I am trying to understand some interesting layer 2 behavior that occurred when pruning a VLAN.
The topology is a 3750 stack uplinked to a 6509 and 4006 via 1gb fiber ports configured for dot1Q trunking. The 6509 and 4006 are also connected by a trunk. Initially VLAN 10 was allowed on all trunks, and Spanning Tree was blocking the 3750 port to the 6509. The 4006 is the root bridge.
The original problem was intermittent packet loss on VLAN 10. No port errors or other obvious issues. Other VLANs using the 6509 link were error free. To force VLAN 10 traffic to use the 6509 link, the 4006 trunk port was pruned to clear VLAN 10. As expected VLAN 10 then used the 6509, and no errors were seen, at least not initially. After an hour or so, 3 IP phones (out of 100 plus on the stack) started resetting every few minutes.

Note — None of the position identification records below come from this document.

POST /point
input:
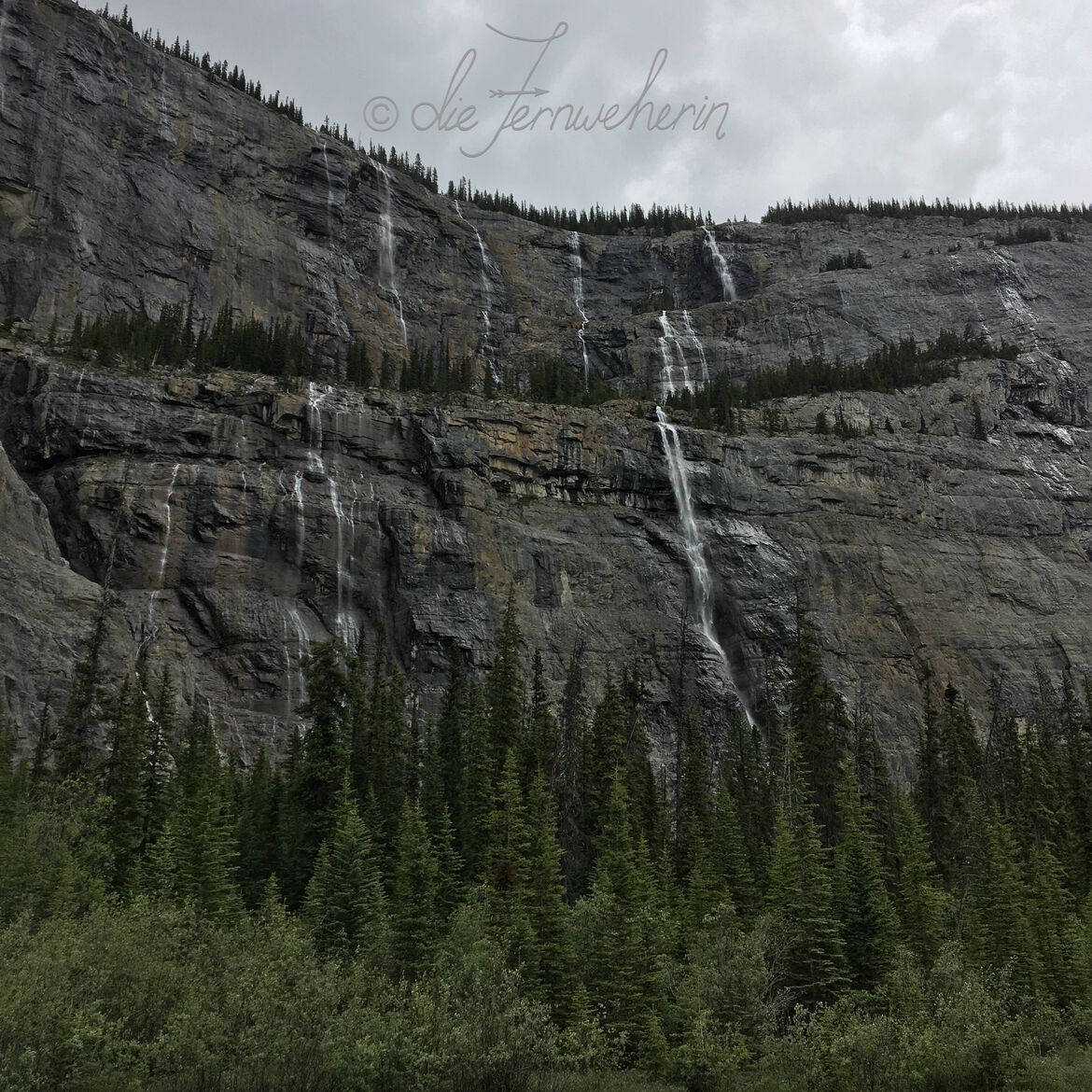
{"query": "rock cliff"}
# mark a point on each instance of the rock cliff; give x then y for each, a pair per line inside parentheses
(235, 521)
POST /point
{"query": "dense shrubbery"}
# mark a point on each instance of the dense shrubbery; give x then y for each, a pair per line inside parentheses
(907, 363)
(511, 894)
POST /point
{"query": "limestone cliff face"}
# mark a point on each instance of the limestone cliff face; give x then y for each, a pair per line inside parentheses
(236, 522)
(239, 524)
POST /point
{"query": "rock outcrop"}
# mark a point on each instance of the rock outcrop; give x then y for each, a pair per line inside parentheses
(230, 522)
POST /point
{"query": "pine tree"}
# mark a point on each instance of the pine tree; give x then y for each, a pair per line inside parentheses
(318, 770)
(567, 776)
(123, 779)
(866, 919)
(475, 804)
(995, 924)
(925, 910)
(819, 725)
(505, 689)
(259, 822)
(540, 739)
(75, 744)
(345, 905)
(544, 901)
(800, 891)
(415, 922)
(197, 853)
(727, 854)
(507, 868)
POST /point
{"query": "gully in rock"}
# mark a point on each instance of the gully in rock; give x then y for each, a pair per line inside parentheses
(701, 578)
(386, 248)
(488, 348)
(164, 553)
(727, 285)
(578, 295)
(669, 348)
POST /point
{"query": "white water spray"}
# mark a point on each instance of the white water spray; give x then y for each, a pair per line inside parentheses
(344, 625)
(669, 348)
(302, 642)
(695, 342)
(386, 249)
(329, 193)
(701, 578)
(297, 493)
(488, 268)
(164, 553)
(578, 294)
(343, 621)
(727, 285)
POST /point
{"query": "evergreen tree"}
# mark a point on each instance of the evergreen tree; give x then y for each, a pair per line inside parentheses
(415, 920)
(196, 856)
(925, 910)
(345, 905)
(505, 689)
(553, 969)
(800, 891)
(123, 779)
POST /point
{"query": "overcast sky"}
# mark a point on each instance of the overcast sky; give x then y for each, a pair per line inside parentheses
(853, 97)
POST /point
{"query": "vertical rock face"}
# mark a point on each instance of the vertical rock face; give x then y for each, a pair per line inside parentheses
(233, 524)
(225, 524)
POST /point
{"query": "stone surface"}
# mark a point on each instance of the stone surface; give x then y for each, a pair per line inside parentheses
(129, 177)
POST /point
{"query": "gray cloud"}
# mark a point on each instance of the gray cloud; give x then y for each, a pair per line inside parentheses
(980, 100)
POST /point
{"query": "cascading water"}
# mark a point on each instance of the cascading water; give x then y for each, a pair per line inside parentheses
(695, 342)
(344, 625)
(669, 346)
(386, 249)
(329, 192)
(727, 285)
(488, 268)
(164, 553)
(302, 641)
(701, 578)
(343, 621)
(578, 294)
(297, 494)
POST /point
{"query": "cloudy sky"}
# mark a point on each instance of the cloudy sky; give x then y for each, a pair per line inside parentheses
(854, 97)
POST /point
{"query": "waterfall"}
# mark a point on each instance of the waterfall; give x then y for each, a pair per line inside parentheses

Observing traffic counters it became clear that VLAN 10 traffic was looping in one direction. The outbound utilization on the 6509 matched the inbound on the 4006. The inbound utilization on the 4006 was about 10 times the outbound. A Sniffer SPAN'd to the port did not show this asymmetry. At that point the 3750 trunk to the 4006 was also pruned to not allow VLAN 10, resulting in the loop being broken and traffic returning to normal.
The looping traffic was not Ethernet broadcasts which the Sniffer would have seen, so I am thinking it was VLAN 10 PVST BPDUs, but why would the 4006 that was the root for VLAN 10 not discard BPDUs that it had originated? Or will a port SPAN session on a trunk not show inbound traffic on a pruned VLAN that is actually being forwarded by the switch. Unfortunately I did not put the Sniffer on the 6509 port.
Clearly, when pruning VLANs, both sides of a trunk should match, but what happens when only one side is pruned? Shouldn't the pruned trunk block that VLAN in both directions?
It should block if it is pruned on one side , we have huge setup similar to yours and thats what we have in a client/server environment. Is is possible you have a dirty uplink or crosslink that could be causing spanning tre to flap . If its a fiber environment you should think about using UDLD if you aren't already. Also ceck your version of code on the 4006 , I know in earlier 6.X codes there was any issue where nodes in a vlan would just stop talking to each other for no reason . Check for any topology changes during the problem time .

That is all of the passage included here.